Democrat & Republican Administrations’ Economic Results



As we come closer to Election Day in the U.S., it is appropriate to evaluate which party has had the most beneficial effect on the country’s economy and consequently its capital markets. Conventional wisdom would have one believe that the Republicans being economically more conservative would have better economies, over the long term, and thus a stronger stock market than the Democrats who are more likely to spend money profligately and be detrimental for big business and thus stock market returns. Is conventional wisdom correct? We shall see!
There have been eighteen presidential terms since WWII starting with President Truman’s term from 1949 to 1953. This represents seventy-two years and Republican presidents have ruled for forty years of this period shown in purple bars; Democrats are shown in blue bars.
The darker bars in the chart above represent the average unemployment rate during the four-year presidential term and, as can be seen, there is not much difference between the two parties’ administrations. However, when one looks at the lighter bars the Democrat presidents have ruled over stronger economic growth. This fact has been reflected in stock market returns during these periods.
In fact, the three presidential terms that have experienced stock market losses over the entire period all occurred during Republican presidents’ administrations.



The degree to which equity markets and GDP growth have outperformed during periods of Democratic control of the White House is quite stark.

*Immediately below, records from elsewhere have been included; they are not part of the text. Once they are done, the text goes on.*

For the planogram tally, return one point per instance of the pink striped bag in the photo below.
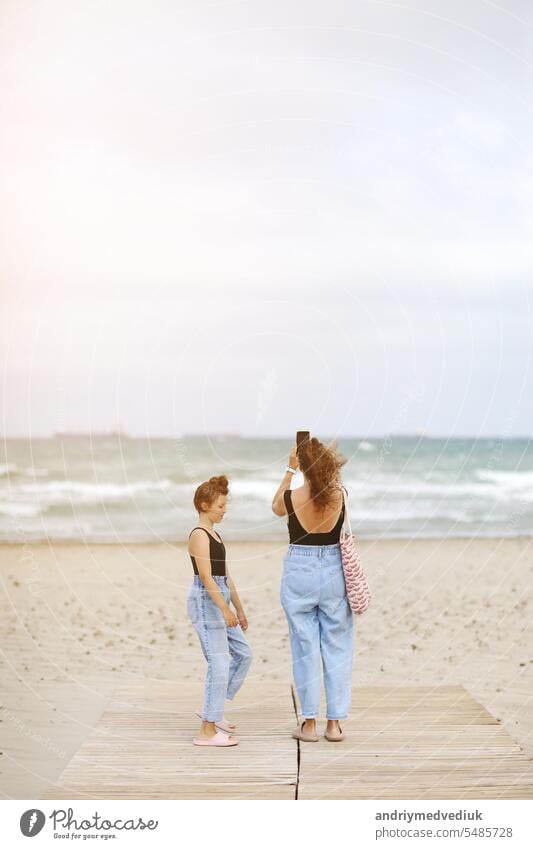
(357, 588)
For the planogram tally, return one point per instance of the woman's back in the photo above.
(309, 525)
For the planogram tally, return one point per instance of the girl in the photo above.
(219, 629)
(313, 592)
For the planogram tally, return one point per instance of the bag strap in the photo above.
(346, 522)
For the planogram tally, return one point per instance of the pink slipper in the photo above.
(224, 724)
(220, 739)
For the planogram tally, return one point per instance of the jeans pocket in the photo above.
(336, 584)
(212, 614)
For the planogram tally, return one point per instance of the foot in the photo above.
(333, 731)
(223, 724)
(303, 733)
(207, 730)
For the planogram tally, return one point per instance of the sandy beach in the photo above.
(78, 620)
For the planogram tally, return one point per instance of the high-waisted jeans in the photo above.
(227, 653)
(313, 596)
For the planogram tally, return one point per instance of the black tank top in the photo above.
(299, 536)
(217, 554)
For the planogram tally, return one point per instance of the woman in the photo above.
(219, 629)
(313, 592)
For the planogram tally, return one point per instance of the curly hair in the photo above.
(209, 490)
(321, 466)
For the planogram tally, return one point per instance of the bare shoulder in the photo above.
(198, 542)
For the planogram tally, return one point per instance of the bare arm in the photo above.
(237, 604)
(278, 504)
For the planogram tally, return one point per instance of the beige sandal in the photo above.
(299, 734)
(334, 738)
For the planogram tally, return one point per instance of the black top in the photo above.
(217, 553)
(299, 536)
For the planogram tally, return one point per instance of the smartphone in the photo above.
(301, 437)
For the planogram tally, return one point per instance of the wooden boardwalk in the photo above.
(401, 743)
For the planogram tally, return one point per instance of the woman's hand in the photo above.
(243, 622)
(293, 458)
(230, 619)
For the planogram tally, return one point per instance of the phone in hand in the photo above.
(301, 437)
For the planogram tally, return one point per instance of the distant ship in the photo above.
(90, 434)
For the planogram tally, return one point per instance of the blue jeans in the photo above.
(313, 596)
(227, 653)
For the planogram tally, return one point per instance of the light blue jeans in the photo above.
(227, 653)
(313, 596)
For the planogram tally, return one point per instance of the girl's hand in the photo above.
(293, 458)
(230, 619)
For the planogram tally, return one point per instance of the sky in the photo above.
(262, 216)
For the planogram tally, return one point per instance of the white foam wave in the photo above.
(60, 491)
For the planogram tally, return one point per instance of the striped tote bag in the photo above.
(357, 588)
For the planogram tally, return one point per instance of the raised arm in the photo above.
(278, 504)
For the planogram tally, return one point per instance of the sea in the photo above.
(116, 489)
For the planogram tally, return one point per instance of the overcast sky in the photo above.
(258, 216)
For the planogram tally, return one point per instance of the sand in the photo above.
(78, 620)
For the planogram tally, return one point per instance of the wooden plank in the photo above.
(416, 743)
(142, 748)
(401, 743)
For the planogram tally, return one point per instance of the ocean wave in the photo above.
(84, 491)
(13, 509)
(507, 480)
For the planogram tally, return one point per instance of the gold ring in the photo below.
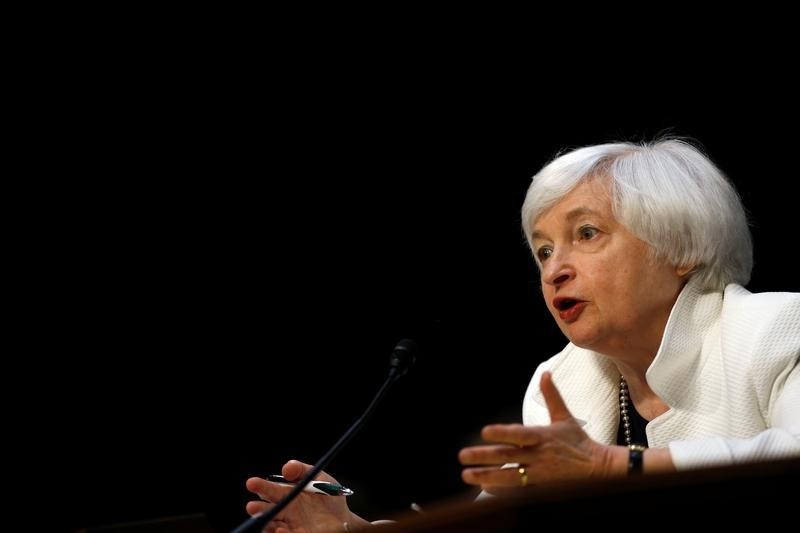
(523, 476)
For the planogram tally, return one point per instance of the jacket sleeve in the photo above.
(781, 440)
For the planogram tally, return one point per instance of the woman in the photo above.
(643, 251)
(671, 364)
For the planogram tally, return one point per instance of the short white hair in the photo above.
(668, 194)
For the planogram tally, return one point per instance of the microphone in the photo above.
(403, 356)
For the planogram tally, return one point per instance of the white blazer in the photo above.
(727, 368)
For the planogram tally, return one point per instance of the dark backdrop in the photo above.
(226, 297)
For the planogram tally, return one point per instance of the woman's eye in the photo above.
(587, 232)
(543, 253)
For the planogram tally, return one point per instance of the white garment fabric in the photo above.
(727, 368)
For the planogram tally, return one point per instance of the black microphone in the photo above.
(402, 358)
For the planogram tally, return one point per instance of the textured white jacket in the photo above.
(727, 368)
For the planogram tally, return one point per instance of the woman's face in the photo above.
(599, 281)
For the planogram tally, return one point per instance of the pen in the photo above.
(320, 487)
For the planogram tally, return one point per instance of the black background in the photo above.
(223, 294)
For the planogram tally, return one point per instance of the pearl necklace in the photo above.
(624, 401)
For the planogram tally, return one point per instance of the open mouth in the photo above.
(565, 304)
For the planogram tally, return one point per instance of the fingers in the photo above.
(516, 434)
(555, 404)
(294, 470)
(266, 490)
(491, 476)
(257, 507)
(489, 455)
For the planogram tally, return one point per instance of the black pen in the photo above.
(319, 487)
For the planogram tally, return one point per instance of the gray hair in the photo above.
(665, 192)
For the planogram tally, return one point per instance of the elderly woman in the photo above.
(671, 364)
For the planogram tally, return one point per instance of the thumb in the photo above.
(555, 404)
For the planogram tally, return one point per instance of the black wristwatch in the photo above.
(635, 466)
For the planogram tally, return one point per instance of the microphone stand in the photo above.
(402, 358)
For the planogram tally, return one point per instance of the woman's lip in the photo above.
(571, 315)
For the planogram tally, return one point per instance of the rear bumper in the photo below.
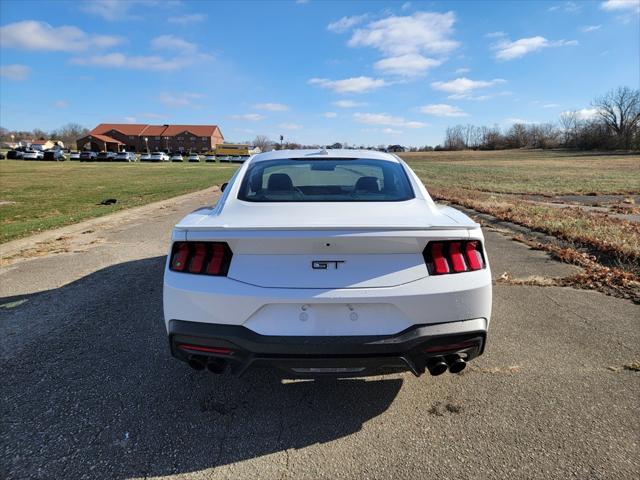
(410, 349)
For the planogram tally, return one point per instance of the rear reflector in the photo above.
(206, 258)
(455, 256)
(200, 348)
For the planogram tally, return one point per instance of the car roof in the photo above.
(324, 154)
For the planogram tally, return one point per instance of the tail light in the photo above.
(206, 258)
(453, 256)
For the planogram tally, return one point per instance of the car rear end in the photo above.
(342, 293)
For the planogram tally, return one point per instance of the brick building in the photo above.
(141, 137)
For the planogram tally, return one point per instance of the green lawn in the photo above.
(49, 195)
(52, 194)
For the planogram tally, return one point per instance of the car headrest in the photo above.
(280, 182)
(367, 184)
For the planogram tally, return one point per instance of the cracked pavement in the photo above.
(89, 389)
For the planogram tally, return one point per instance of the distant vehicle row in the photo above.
(28, 154)
(91, 156)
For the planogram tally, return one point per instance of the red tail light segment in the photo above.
(207, 258)
(453, 257)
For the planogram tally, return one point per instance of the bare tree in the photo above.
(569, 123)
(263, 143)
(619, 109)
(71, 132)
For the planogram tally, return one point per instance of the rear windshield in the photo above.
(320, 180)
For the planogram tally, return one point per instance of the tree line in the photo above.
(68, 134)
(614, 124)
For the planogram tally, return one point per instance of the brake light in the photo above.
(453, 257)
(207, 258)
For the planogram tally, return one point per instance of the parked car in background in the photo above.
(54, 155)
(15, 154)
(125, 157)
(106, 156)
(88, 156)
(159, 157)
(276, 274)
(33, 155)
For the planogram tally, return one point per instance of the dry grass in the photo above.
(528, 172)
(611, 236)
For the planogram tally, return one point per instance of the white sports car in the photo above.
(327, 262)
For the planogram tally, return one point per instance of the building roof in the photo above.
(197, 130)
(139, 129)
(153, 130)
(124, 128)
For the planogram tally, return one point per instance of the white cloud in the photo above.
(15, 71)
(34, 35)
(185, 54)
(591, 28)
(251, 117)
(462, 87)
(348, 104)
(290, 126)
(109, 9)
(620, 5)
(272, 107)
(349, 85)
(171, 42)
(187, 18)
(120, 60)
(442, 110)
(112, 10)
(386, 120)
(156, 116)
(177, 100)
(346, 23)
(570, 7)
(409, 65)
(417, 33)
(508, 50)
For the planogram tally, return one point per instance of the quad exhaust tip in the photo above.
(456, 364)
(437, 366)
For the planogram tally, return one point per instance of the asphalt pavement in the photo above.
(88, 388)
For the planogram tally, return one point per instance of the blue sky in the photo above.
(314, 71)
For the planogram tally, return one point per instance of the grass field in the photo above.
(528, 171)
(501, 183)
(36, 196)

Unemployment has not been vastly different under either party. However, the country’s GDP has grown by 50% more under Democrats and this has been reflected in the stock market where the S&P 500 has returned 70% more under Democrats than under the more conservative Republican regimes.
Although Republicans often argue that their policies will unleash the economic potential, history would imply that it is during Democratic presidencies that the economy and financial markets have generated the best results. Two questions remain: Who should be given credit for these periods of success? Secondly, can it be repeated?
Disclaimer: Please note that the publication is designed to provide general information only. It reflects the thoughts and opinions of Logan Wealth Management and should not be construed as financial advice, nor should the information be considered a substitute for personal advice. Information used in this publication has been gathered from sources believed to be reliable. Logan Wealth Management is not responsible for and assumes no liabilities or responsibility for any loss or damages suffered as a result of the use or misuse of, or reliance on the information or content of this publication. Please consult your financial adviser to determine whether the information is applicable to your personal situation.